Scientists Agree This Is the Most Effective Diet for Weight Loss



It’s so simple, but studies show it makes all the difference.

Run a Google search for the “best diet for weight loss,” and you’ll get 11,200,000 results. Near all of them will disagree as to what the best diet for weight loss actually is. Some will say that low-fat diets are the way to go, and others will maintain that carbs, sugar or gluten are evil minions that sew your clothes tighter and tighter every night while you’re sleeping. Counting calories is always a popular approach. But, then again, elimination and intermittent fasting diets are all the rage right now.

Pump the brakes and back up the cursor. While there are definite health pros and cons to every approach, in the end, experts and studies agree that getting hung up on those details is a lot like that saying, “not seeing the trees through the forest.” That’s because, simply put, the best diet for weight loss is the one that you can actually stick with. Not for a week or month – but forever.

Case in point: In 2014, when University of Toronto researchers examined 59 scientific weight-loss articles, including 48 randomized control trials, they concluded that the best diet is the one that people can adhere to over the long term. What’s more, a previous JAMA study found that people who went on the Atkins, Ornish, Weight Watchers and Zone diets for a year all lost similar amounts of weight – albeit modest amounts due to low adherence levels. However, those who stuck to their diets, no matter the type, lost significantly more weight. According to researchers, your ability to follow a diet may be a larger predictor of your weight-loss success than the diet you choose.

“People have these unbelievably strong beliefs against fat or carbs,” says obesity researcher Tim Church, chief medical officer of ACAP Health Consulting and professor of preventative medicine at Pennington Biomedical Research Center at Louisiana State University. “But despite the never-ending list of best-selling books that exist on weight loss, there is no macronutrient that wins the day.”

After all, when you cut through all of the mumbo jumbo, if you are consuming fewer calories than you are burning per day, you are going to lose weight. So why not cut them in a way that’s actually doable?

“You didn’t gain 20 pounds overnight. It took time. The same goes for losing 20 pounds,” says NYC-based registered dietitian and certified strength and conditioning specialist Albert Matheny. “Consistency and change of lifestyle over the long term is what leads to health and weight-loss success.”

Plus, even after losing weight, between one- and two-thirds of dieters gain back more than they originally had lost, according to one University of California–Los Angeles review. Weight regain is a serious issue that many dieters underestimate. And weight regain is simply a result of going off of your diet after hitting the so-called “finish line.”

“If you can’t eat a certain way for the rest of your life, that diet is an exercise in futility,” Church says. “Find a way of eating that becomes your new normal, your new lifestyle. The goal is to find a way of life that happens to improve weight loss. That’s the program that will work.”

What Diet Can You Stick With?

That’s the million-dollar question, right? And, as you can probably tell, it’s different for everyone. However, any sustainable diet has to fulfill a few criteria:

1. It’s healthy. This might sound obvious, but it’s important not to skip out on certain food groups or live on packaged diet foods just because it’s doable. The best approach addresses not just weight loss, but also health, Church says. Because what good is losing weight if you also end up losing your health?

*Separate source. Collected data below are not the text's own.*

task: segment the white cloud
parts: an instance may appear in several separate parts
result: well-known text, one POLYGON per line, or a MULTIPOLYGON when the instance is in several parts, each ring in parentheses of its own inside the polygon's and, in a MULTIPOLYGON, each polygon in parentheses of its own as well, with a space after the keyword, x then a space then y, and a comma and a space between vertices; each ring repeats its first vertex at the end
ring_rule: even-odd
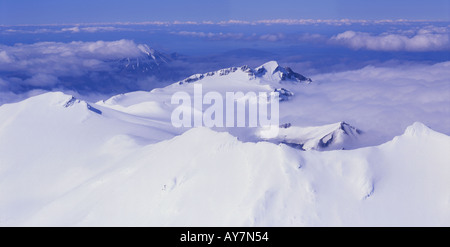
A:
POLYGON ((126 29, 112 27, 112 26, 88 26, 88 27, 74 26, 74 27, 62 28, 61 30, 54 30, 54 32, 72 32, 72 33, 88 32, 88 33, 97 33, 97 32, 112 32, 112 31, 122 31, 122 30, 126 30, 126 29))
MULTIPOLYGON (((450 62, 367 66, 310 76, 291 104, 308 124, 347 121, 380 131, 380 143, 415 121, 450 134, 450 62)), ((290 114, 290 113, 286 113, 290 114)), ((378 134, 378 133, 377 133, 378 134)))
MULTIPOLYGON (((361 25, 370 25, 370 24, 405 24, 405 23, 422 23, 426 21, 422 20, 351 20, 351 19, 265 19, 265 20, 256 20, 256 21, 244 21, 244 20, 228 20, 228 21, 219 21, 219 22, 210 22, 219 24, 219 25, 330 25, 330 26, 342 26, 342 25, 352 25, 352 24, 361 24, 361 25)), ((167 23, 168 25, 172 23, 167 23)), ((173 23, 175 24, 175 23, 173 23)), ((180 23, 177 23, 180 24, 180 23)), ((194 24, 194 23, 191 23, 194 24)), ((202 23, 195 23, 202 24, 202 23)))
POLYGON ((285 34, 285 33, 266 33, 266 34, 244 34, 244 33, 213 33, 213 32, 196 32, 196 31, 178 31, 171 32, 172 34, 190 36, 197 38, 207 38, 209 40, 263 40, 268 42, 277 42, 282 40, 292 40, 293 42, 315 42, 315 41, 325 41, 325 36, 320 34, 285 34))
POLYGON ((332 42, 353 49, 375 51, 439 51, 450 50, 449 28, 423 28, 412 36, 405 34, 371 35, 365 32, 346 31, 331 38, 332 42))
POLYGON ((8 86, 8 82, 0 78, 0 89, 6 88, 8 86))
POLYGON ((0 51, 0 64, 12 62, 11 57, 6 51, 0 51))
POLYGON ((251 21, 243 21, 243 20, 228 20, 228 21, 219 21, 217 22, 219 25, 228 25, 228 24, 237 24, 237 25, 251 25, 254 22, 251 21))
MULTIPOLYGON (((139 54, 138 45, 131 40, 0 45, 0 71, 27 71, 32 69, 29 66, 55 71, 74 64, 80 65, 84 60, 119 59, 139 54)), ((92 61, 89 65, 92 65, 92 61)))
POLYGON ((290 40, 292 42, 325 42, 327 38, 321 34, 301 33, 301 34, 286 34, 281 32, 276 33, 222 33, 222 32, 199 32, 199 31, 178 31, 171 32, 171 34, 190 36, 196 38, 206 38, 209 40, 244 40, 244 41, 268 41, 278 42, 282 40, 290 40))
POLYGON ((128 29, 126 26, 171 26, 171 25, 329 25, 329 26, 349 26, 349 25, 410 25, 424 23, 443 23, 440 21, 425 20, 364 20, 364 19, 264 19, 264 20, 224 20, 211 21, 146 21, 146 22, 105 22, 105 23, 78 23, 72 26, 64 24, 46 24, 46 25, 0 25, 5 28, 2 32, 6 33, 63 33, 63 32, 107 32, 128 29), (24 29, 24 27, 26 27, 24 29), (35 28, 35 29, 33 29, 35 28))
POLYGON ((0 45, 0 77, 3 74, 2 84, 6 81, 13 88, 49 87, 61 82, 58 77, 109 72, 108 61, 140 55, 139 46, 131 40, 0 45))
MULTIPOLYGON (((179 31, 179 32, 172 32, 173 34, 179 34, 182 36, 192 36, 192 37, 200 37, 204 38, 208 36, 208 33, 205 32, 191 32, 191 31, 179 31)), ((212 34, 212 33, 210 33, 212 34)))
POLYGON ((54 86, 58 84, 58 78, 54 75, 38 73, 23 81, 30 86, 54 86))
MULTIPOLYGON (((57 30, 55 30, 55 31, 57 31, 57 30)), ((79 33, 80 28, 79 27, 65 27, 65 28, 61 29, 61 32, 79 33)))
POLYGON ((94 26, 94 27, 82 27, 80 30, 89 33, 96 33, 96 32, 123 31, 125 29, 111 26, 94 26))
POLYGON ((286 35, 282 33, 277 34, 264 34, 259 37, 260 40, 270 41, 270 42, 276 42, 280 41, 286 38, 286 35))
POLYGON ((191 36, 198 38, 208 38, 211 40, 224 40, 224 39, 242 39, 245 38, 243 33, 213 33, 213 32, 193 32, 193 31, 179 31, 172 32, 172 34, 191 36))
POLYGON ((256 20, 256 21, 243 21, 243 20, 228 20, 228 21, 220 21, 216 22, 219 25, 330 25, 330 26, 343 26, 343 25, 352 25, 352 24, 360 24, 360 25, 379 25, 379 24, 410 24, 410 23, 425 23, 427 21, 423 20, 364 20, 364 19, 265 19, 265 20, 256 20))
MULTIPOLYGON (((46 28, 42 28, 40 26, 36 26, 35 29, 22 29, 19 27, 13 27, 3 30, 4 33, 19 33, 19 34, 42 34, 42 33, 97 33, 97 32, 113 32, 113 31, 125 31, 130 30, 124 27, 115 27, 115 26, 82 26, 75 25, 72 27, 60 27, 60 26, 49 26, 46 28)), ((135 30, 136 31, 136 30, 135 30)))

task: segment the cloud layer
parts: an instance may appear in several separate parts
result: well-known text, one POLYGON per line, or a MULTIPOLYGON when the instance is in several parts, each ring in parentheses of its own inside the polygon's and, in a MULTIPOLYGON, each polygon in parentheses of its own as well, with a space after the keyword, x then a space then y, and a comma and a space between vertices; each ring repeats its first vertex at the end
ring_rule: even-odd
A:
POLYGON ((166 84, 194 73, 231 66, 259 66, 269 60, 278 60, 311 76, 389 61, 442 62, 448 60, 445 54, 450 51, 448 23, 431 26, 405 20, 279 19, 0 26, 2 42, 9 44, 0 44, 0 91, 9 92, 11 98, 36 89, 117 94, 163 85, 161 77, 121 70, 120 66, 123 69, 128 58, 142 64, 141 58, 146 56, 143 46, 132 40, 70 42, 115 39, 123 37, 120 33, 123 30, 130 31, 126 36, 137 42, 149 42, 181 53, 174 55, 170 68, 164 69, 167 76, 162 80, 166 84), (353 51, 358 49, 382 52, 353 51), (419 53, 427 51, 442 52, 419 53))
MULTIPOLYGON (((366 66, 311 76, 291 104, 307 125, 347 121, 376 130, 379 143, 401 134, 415 121, 450 134, 450 62, 366 66)), ((287 113, 289 114, 289 113, 287 113)))
MULTIPOLYGON (((362 24, 362 25, 379 25, 379 24, 412 24, 412 23, 430 23, 439 21, 427 21, 427 20, 406 20, 406 19, 380 19, 380 20, 364 20, 364 19, 262 19, 262 20, 223 20, 223 21, 144 21, 144 22, 105 22, 105 23, 79 23, 74 24, 77 26, 86 25, 118 25, 118 26, 129 26, 129 25, 153 25, 153 26, 167 26, 167 25, 273 25, 273 24, 283 24, 283 25, 315 25, 324 24, 332 26, 341 25, 352 25, 352 24, 362 24)), ((66 24, 67 25, 67 24, 66 24)), ((8 26, 8 25, 0 25, 8 26)), ((18 26, 58 26, 57 24, 48 25, 18 25, 18 26)))
POLYGON ((439 51, 450 50, 450 28, 423 28, 413 35, 345 31, 331 38, 332 42, 353 49, 375 51, 439 51))
POLYGON ((17 94, 34 89, 105 93, 146 88, 146 83, 157 83, 152 74, 147 78, 126 70, 127 59, 138 64, 148 58, 146 49, 131 40, 0 45, 0 89, 17 94))
POLYGON ((0 45, 0 71, 76 74, 85 69, 104 69, 104 60, 135 57, 140 53, 138 45, 130 40, 0 45))

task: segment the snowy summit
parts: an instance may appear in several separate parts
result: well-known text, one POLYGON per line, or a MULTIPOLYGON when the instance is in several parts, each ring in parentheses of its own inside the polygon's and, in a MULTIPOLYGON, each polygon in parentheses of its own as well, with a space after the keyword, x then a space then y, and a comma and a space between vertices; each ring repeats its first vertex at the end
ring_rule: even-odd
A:
POLYGON ((416 122, 374 145, 346 119, 311 124, 303 100, 323 85, 309 82, 271 61, 97 103, 51 92, 4 104, 0 225, 449 225, 450 137, 416 122), (174 127, 172 95, 199 84, 284 95, 278 135, 174 127))

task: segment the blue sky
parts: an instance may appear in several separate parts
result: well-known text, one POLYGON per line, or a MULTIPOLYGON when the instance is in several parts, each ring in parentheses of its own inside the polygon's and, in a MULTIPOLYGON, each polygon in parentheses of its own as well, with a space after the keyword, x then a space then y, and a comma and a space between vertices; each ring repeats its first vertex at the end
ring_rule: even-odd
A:
POLYGON ((0 0, 0 24, 261 19, 450 20, 448 0, 0 0))

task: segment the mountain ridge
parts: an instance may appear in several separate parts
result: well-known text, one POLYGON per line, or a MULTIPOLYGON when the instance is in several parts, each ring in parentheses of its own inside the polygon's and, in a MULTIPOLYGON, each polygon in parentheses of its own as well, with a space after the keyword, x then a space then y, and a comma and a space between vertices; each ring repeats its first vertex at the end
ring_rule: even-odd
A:
POLYGON ((312 79, 307 78, 299 73, 294 72, 289 67, 281 67, 278 65, 276 61, 269 61, 267 63, 264 63, 263 65, 252 69, 247 65, 243 65, 241 67, 229 67, 220 69, 217 71, 211 71, 203 74, 194 74, 191 75, 179 82, 177 84, 181 85, 184 83, 193 83, 199 80, 202 80, 206 77, 211 76, 226 76, 230 73, 234 73, 237 71, 245 72, 248 75, 248 78, 250 80, 261 78, 265 80, 270 81, 293 81, 293 82, 304 82, 304 83, 311 83, 312 79))

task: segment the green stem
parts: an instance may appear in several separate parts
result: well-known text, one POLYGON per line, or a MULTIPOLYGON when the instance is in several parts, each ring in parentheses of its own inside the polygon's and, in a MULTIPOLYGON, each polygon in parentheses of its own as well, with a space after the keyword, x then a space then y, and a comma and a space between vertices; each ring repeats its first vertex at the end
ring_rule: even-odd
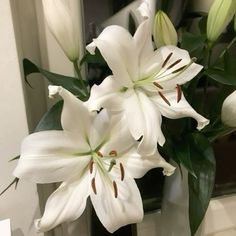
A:
POLYGON ((231 40, 231 42, 228 44, 228 46, 226 47, 226 49, 220 54, 220 58, 222 58, 224 55, 225 55, 225 53, 226 53, 226 51, 228 51, 231 47, 232 47, 232 45, 234 44, 236 42, 236 36, 234 36, 234 38, 231 40))
POLYGON ((77 74, 77 76, 78 76, 78 79, 80 80, 81 85, 82 85, 82 87, 83 87, 83 90, 84 90, 84 92, 86 93, 86 95, 88 95, 88 94, 89 94, 89 93, 88 93, 88 89, 87 89, 87 86, 85 85, 84 80, 83 80, 83 77, 82 77, 82 75, 81 75, 80 67, 79 67, 79 65, 78 65, 78 62, 77 62, 77 61, 73 61, 73 65, 74 65, 75 72, 76 72, 76 74, 77 74))

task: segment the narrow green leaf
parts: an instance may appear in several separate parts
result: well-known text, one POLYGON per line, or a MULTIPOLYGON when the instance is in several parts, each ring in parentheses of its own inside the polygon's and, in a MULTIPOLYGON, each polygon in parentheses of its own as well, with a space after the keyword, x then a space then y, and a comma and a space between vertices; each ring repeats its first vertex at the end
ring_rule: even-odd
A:
POLYGON ((220 69, 208 69, 204 74, 221 84, 236 85, 236 74, 228 74, 226 71, 220 69))
MULTIPOLYGON (((25 77, 32 73, 41 73, 52 85, 62 86, 65 89, 69 90, 75 96, 77 96, 82 101, 88 99, 86 93, 83 91, 81 82, 73 77, 64 76, 52 73, 50 71, 44 70, 28 59, 23 60, 24 73, 25 77)), ((26 79, 26 81, 28 81, 26 79)))
POLYGON ((200 133, 189 136, 190 155, 197 178, 189 174, 189 221, 193 236, 208 208, 215 181, 215 157, 211 143, 200 133))
POLYGON ((177 156, 179 162, 188 170, 188 172, 197 178, 192 165, 192 159, 190 155, 190 145, 188 140, 184 140, 175 147, 175 155, 177 156))
POLYGON ((61 111, 63 101, 59 101, 42 117, 38 123, 35 132, 43 130, 62 130, 61 127, 61 111))
POLYGON ((11 161, 16 161, 16 160, 18 160, 19 158, 20 158, 20 155, 18 155, 18 156, 16 156, 16 157, 12 158, 11 160, 9 160, 9 162, 11 162, 11 161))
POLYGON ((15 178, 1 193, 0 193, 0 196, 2 196, 12 185, 15 184, 15 189, 17 188, 17 185, 18 185, 18 182, 19 182, 19 179, 18 178, 15 178))

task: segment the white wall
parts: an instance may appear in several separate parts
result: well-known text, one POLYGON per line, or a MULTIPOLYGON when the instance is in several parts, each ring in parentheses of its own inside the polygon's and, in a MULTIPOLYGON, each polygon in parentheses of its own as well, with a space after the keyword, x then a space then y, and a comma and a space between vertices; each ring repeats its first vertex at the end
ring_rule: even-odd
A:
MULTIPOLYGON (((9 0, 0 2, 0 190, 13 179, 16 165, 8 160, 20 152, 20 143, 28 134, 21 70, 9 0)), ((33 227, 39 217, 36 186, 20 182, 0 197, 0 219, 10 218, 13 236, 40 236, 33 227)), ((1 235, 1 234, 0 234, 1 235)))

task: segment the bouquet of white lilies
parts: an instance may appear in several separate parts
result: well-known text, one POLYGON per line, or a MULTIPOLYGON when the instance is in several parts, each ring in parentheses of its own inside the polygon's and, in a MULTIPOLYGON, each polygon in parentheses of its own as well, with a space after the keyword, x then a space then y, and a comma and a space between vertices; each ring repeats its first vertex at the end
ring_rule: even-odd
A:
POLYGON ((142 197, 134 179, 153 168, 172 175, 176 167, 167 162, 172 159, 189 172, 194 235, 214 186, 212 142, 236 127, 235 92, 225 100, 236 85, 235 35, 214 51, 236 1, 214 1, 209 15, 199 17, 200 30, 190 33, 188 27, 177 31, 164 11, 156 13, 155 1, 143 0, 135 12, 134 35, 111 25, 86 46, 90 58, 99 54, 111 70, 93 86, 81 74, 88 57, 79 56, 78 26, 69 2, 42 0, 48 26, 76 76, 24 60, 25 75, 41 73, 51 84, 49 97, 62 98, 24 139, 14 170, 17 181, 61 182, 35 221, 37 230, 76 220, 88 197, 111 233, 142 221, 142 197))

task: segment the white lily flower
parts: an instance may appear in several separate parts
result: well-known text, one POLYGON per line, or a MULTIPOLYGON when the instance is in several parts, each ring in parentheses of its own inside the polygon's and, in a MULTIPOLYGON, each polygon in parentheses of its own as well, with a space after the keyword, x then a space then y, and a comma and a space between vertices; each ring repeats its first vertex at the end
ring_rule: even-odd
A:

2. It’s all about small changes. “A diet should involve making small changes in many areas, rather than extreme changes in one area,” Matheny says. For instance, eating veggies at every meal, reducing added sugar intake and not letting yourself get ravenous between meals is a much more comprehensive and practical approach.

3. It’s based on skills. Any diet worth its calories doesn’t just tell you what and what not to eat. It gives you tools for dealing with food triggers, learning how to love healthy foods, combating emotional overeating and gauging true hunger, Church says. Those skills are vital to allowing you to stick with your diet.